Ma avete ricevuto qualche offerta?
(ancora Carlo) «Sì, certo. Negli anni attraverso la finanza abbiamo ricevuto alcune proposte, ma non le abbiamo prese in considerazione. Decideranno i nipoti, ma dovranno sempre tenere conto che nella villaggistica Veratour è un unicum, anche per via degli Ebit fatti negli ultimi 10 anni: i migliori sul mercato in relazione al fatturato. A marzo comunicheremo i dati di bilancio 2024, ma già ora posso dire che non emergeranno “salti”, bensì una crescita consolidata».
Progressi in stile Pompili. Un cognome che oramai è un modello di business.
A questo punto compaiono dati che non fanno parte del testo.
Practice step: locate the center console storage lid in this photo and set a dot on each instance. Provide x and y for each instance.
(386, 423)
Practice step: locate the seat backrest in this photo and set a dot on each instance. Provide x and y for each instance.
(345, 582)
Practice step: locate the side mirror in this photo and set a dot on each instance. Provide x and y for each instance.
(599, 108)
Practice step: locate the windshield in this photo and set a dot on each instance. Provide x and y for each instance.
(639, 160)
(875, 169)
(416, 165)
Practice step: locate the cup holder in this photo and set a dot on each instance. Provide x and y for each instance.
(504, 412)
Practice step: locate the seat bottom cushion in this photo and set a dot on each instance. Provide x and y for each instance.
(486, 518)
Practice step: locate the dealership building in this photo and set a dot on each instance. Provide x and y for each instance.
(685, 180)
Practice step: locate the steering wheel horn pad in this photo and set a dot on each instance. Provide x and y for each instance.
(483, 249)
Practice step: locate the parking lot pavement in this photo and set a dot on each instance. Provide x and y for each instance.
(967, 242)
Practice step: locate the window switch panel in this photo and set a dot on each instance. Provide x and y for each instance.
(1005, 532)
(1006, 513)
(risponde Stefano) «Quando papà, alcuni anni fa, ci ha ceduto il timone dell’azienda conservando il ruolo di presidente del consiglio di amministrazione, ci ha detto “vi sto lasciando un orologio svizzero”. Ebbene, noi abbiamo preservato la sua visione, ma qualche lancetta l’abbiamo spostata. Ci siamo affidati a un consulente e abbiamo virato su un approccio più manageriale e meno paternalistico. Continuiamo a motivare il team ma basandoci sui numeri, sugli obiettivi: sono quelli che contano. La gestione ruota adesso intorno all’Mbo (acronimo di fronte al quale Carlo quasi sobbalza), che sta per Management by Objectives. In altre parole, meno pacche sulle spalle e più premi».
Il lessico manageriale si alterna a quello familiare. Ma c’è una figura della sfera privata di cui non si parla spesso: Nunzia. Che ruolo ha avuto nella storia di Veratour la vostra mamma?
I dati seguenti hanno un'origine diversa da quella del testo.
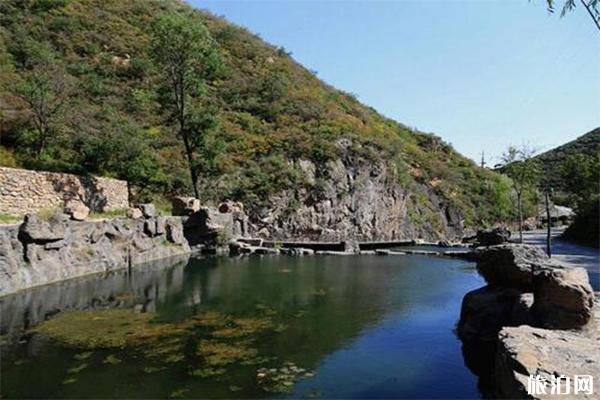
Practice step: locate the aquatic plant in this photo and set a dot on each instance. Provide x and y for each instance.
(83, 356)
(107, 328)
(216, 353)
(78, 369)
(280, 380)
(111, 359)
(rispondono Daniele e Stefano) «Lei è ed è sempre stata l’anima. È grazie alla nostra Nunzia se si è innescata tra noi figli e papà una sinergia anche lavorativa. È una donna estroversa, empatica, senza peli sulla ligua. È sempre rimasta dietro le quinte, ma il suo ruolo è stato cruciale soprattutto nel gestire le controversie. La sua più grande dote? Riuscire a essere in ogni caso obiettiva, al di là dell’amore».
L’intervista è terminata. La chiudiamo con un abbraccio, com’è giusto che sia. L’ascensore ci riporta al piano terra, ma i pensieri restano lassù dove Carlo Pompili – dal fortino di Hosteda – continua a scrivere quella che è senza dubbio una delle più belle storie imprenditoriali d’Italia.